There was a moment when I thought Spurious was Waiting for Godot. Then I realised that it’s really Lucky Jim, without the women. It’s a philosophical novel about thought, but really it’s an academic novel about failing to think, about all the things we do instead of thinking, and about – well, you know, what is thinking anyway?
Sure it’s definitely Beckettian. The action is two anonymous guys talking to each other and about each other, lamenting, pitying, vacillating. ‘When did you know you weren’t going to amount to anything?’ Lars’s problem, or his great good-fortune, W. says, is that he doesn’t know. Maybe he still thinks he’ll amount to something, that he’s not as stupid as W. insists he is.
‘Of course we’re never really depressed, W. says. What can we, who are incapable of thought, understand of what the inability to think means for a thinker?’ At other times, they say they are ‘essentially joyful.’
Lars has a grotty flat in Newcastle. It is deeply, inexorably damp. Soon, the damp will be everywhere: ‘Yes, it will be everywhere. The flat will be made of damp, and spores will fill every part of the air. And I will breathe the spores and mould will flower inside me. And I’ll live half in water, like a frog.’
There is nothing to be done about the flat. It doesn’t really matter. Here is why this is more of an academic novel than an existential novel: the lives of both Lars and W. are the vessels for careers. It is career that drives them and drives their depression. However, the meaninglessness of that drive is, of course, the existential point.
The academic is always Max Brol, the fat executor of Kafka’s literary estate (‘Kafka was always our model, we agree… At the same time, we have Kafka to blame for everything’), the friend whose only meaning was to proclaim his friend’s genius.
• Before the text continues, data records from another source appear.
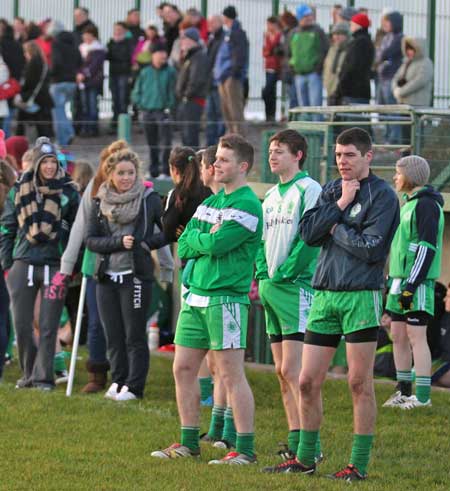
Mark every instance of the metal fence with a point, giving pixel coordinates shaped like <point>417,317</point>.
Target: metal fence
<point>422,18</point>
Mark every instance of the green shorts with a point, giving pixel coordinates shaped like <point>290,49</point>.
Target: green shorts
<point>423,299</point>
<point>345,312</point>
<point>216,326</point>
<point>286,307</point>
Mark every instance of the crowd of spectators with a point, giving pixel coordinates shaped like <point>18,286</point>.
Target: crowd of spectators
<point>195,68</point>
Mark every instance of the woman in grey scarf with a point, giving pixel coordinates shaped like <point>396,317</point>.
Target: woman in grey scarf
<point>121,232</point>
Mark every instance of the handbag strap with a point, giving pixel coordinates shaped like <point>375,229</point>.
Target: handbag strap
<point>40,83</point>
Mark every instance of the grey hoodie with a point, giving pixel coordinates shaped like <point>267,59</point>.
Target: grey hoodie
<point>78,231</point>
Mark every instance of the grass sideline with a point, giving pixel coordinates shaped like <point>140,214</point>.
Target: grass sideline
<point>51,442</point>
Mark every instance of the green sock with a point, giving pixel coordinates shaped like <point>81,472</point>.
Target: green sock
<point>245,443</point>
<point>59,363</point>
<point>293,439</point>
<point>423,388</point>
<point>306,451</point>
<point>216,425</point>
<point>229,430</point>
<point>190,438</point>
<point>362,445</point>
<point>206,387</point>
<point>318,447</point>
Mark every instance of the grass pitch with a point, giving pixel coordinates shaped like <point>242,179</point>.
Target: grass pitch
<point>51,442</point>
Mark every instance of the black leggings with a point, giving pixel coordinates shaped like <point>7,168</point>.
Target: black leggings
<point>123,309</point>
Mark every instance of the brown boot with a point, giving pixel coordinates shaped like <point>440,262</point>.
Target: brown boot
<point>97,376</point>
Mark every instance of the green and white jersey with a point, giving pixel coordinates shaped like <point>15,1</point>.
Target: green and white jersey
<point>223,261</point>
<point>283,256</point>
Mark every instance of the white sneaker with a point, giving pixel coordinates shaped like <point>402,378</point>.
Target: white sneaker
<point>396,400</point>
<point>125,395</point>
<point>112,392</point>
<point>412,402</point>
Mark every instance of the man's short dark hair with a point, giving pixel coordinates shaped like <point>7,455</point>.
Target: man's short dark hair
<point>209,155</point>
<point>83,9</point>
<point>242,149</point>
<point>294,141</point>
<point>357,137</point>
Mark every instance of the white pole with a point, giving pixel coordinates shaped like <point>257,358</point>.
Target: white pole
<point>76,338</point>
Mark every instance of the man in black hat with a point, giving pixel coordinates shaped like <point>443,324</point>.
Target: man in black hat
<point>192,86</point>
<point>230,70</point>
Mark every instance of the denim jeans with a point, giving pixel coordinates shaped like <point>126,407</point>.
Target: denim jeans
<point>89,124</point>
<point>118,85</point>
<point>269,95</point>
<point>215,127</point>
<point>96,335</point>
<point>189,115</point>
<point>62,93</point>
<point>158,133</point>
<point>385,96</point>
<point>4,320</point>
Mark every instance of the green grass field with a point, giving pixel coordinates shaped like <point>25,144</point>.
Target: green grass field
<point>51,442</point>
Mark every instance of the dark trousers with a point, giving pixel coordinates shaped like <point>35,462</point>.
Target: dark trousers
<point>118,85</point>
<point>269,95</point>
<point>41,120</point>
<point>96,335</point>
<point>4,320</point>
<point>123,309</point>
<point>35,357</point>
<point>189,115</point>
<point>215,127</point>
<point>89,105</point>
<point>158,133</point>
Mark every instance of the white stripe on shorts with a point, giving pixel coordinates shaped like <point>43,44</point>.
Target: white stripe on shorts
<point>231,318</point>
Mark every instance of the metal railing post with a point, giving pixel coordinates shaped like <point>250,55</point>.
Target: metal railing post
<point>124,128</point>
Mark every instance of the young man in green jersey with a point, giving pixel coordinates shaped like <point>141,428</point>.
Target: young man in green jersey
<point>223,238</point>
<point>415,264</point>
<point>285,266</point>
<point>353,222</point>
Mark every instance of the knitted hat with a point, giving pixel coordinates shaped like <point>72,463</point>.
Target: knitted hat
<point>3,151</point>
<point>415,169</point>
<point>303,10</point>
<point>361,19</point>
<point>43,148</point>
<point>192,33</point>
<point>348,13</point>
<point>340,28</point>
<point>230,12</point>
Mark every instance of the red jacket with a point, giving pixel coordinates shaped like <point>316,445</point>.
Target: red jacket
<point>272,61</point>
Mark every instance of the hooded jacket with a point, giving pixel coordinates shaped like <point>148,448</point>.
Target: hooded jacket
<point>389,55</point>
<point>66,58</point>
<point>100,240</point>
<point>417,246</point>
<point>13,242</point>
<point>352,258</point>
<point>354,78</point>
<point>232,56</point>
<point>193,77</point>
<point>413,82</point>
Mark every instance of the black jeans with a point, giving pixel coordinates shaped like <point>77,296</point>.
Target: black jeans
<point>189,115</point>
<point>123,309</point>
<point>158,132</point>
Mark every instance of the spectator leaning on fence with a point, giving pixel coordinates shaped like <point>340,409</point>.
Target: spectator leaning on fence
<point>214,121</point>
<point>388,59</point>
<point>308,47</point>
<point>340,38</point>
<point>66,61</point>
<point>119,51</point>
<point>192,86</point>
<point>35,227</point>
<point>354,79</point>
<point>230,71</point>
<point>154,95</point>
‘He can picture me, W. says, working at my desk, or attempting to work… surrounded by books by Schelling and Rosenzweig and Cohen, and books that explain Schelling and Rosenzweig and Cohen, and then by still other books with titles like The Idiot’s Guide to Jewish Messianism and Rosenzweig in Sixty Minutes.’
This is the sum of academic thought. It is not real thought. It’s not real. ‘It’s all shit, it’s all going to shit. It will always have already been shit,’ W. says.’ No, this is not a hopeful novel, it’s not that kind of messianism. But it’s funny. That’s all we have, isn’t it? Redemption through laugh-out-louds.
The book is also (of course) about writing, trying to write. W. and Lars are writers. It is mysterious, like thought, like greatness… like damp. ‘His book is better than him, W. and I agree. It’s greater. What’s it about?, I ask him of a particularly difficult section. He’s got no idea, he says.’